Posted to yarn-dev@hadoop.apache.org by Sunil govind <su...@huawei.com> on 2013/12/31 06:25:13 UTC

Resource Manager wasting time in allocating many containers and AM rejecting same under a specific scenario

In ResourceManager TaskImpl class, RetroactiveKilledTransition and RetroactiveFailureTransition methods are there.
In a specific scenario, like when a Node becomes unstable [bad node] Or when an external signal is raised to kill a Successful task which is completed,
Then RetroactiveKilledTransition will get invoked. But this is not considered as failedAttempts. Hence this data structure will be empty in this case.
This cause the MAP to be re-launched as a normal Map Task and not as a Failed Map.

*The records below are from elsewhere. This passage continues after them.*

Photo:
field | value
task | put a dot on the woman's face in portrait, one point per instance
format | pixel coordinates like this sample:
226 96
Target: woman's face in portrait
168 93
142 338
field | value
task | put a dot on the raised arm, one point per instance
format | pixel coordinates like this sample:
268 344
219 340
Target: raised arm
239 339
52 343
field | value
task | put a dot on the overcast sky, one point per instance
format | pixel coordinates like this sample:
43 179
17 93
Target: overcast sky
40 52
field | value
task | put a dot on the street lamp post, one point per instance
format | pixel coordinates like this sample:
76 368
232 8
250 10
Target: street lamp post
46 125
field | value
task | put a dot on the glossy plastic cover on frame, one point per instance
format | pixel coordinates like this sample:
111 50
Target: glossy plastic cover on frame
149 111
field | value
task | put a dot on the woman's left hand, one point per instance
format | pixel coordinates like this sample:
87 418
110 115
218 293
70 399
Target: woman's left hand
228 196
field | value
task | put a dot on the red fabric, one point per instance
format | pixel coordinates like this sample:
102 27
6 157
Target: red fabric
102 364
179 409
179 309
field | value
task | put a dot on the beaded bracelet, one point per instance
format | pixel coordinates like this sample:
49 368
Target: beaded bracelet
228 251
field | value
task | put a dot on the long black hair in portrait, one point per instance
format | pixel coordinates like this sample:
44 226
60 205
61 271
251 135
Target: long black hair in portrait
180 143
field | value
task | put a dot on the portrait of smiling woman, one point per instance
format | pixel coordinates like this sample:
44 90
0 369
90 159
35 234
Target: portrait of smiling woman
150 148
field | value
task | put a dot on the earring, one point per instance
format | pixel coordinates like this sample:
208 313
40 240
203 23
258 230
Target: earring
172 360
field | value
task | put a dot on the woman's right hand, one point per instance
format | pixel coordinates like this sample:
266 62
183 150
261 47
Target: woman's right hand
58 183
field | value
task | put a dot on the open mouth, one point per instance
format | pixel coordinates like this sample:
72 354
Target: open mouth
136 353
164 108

Assume the cluster is taken over by Reducers alone, and a Successful map is killed because of external command [./mapred kill-task <ID>] Or because of a bad node.
In this case the ask for the map is sent from AM, but it should wait till the RM process all the reducer requests in its queue. [Priority as 10]
New map task priority is 20. If it was 5 as a Failed Map, it would be processed immediately.

If 100s of reducers are there in cluster to be processed, and the cluster is small scale, it may take minutes to process this map task.
And many allocation for the reducers will be rejected by AM.

Is this expected behavior? Kindly let know whether this can be improved.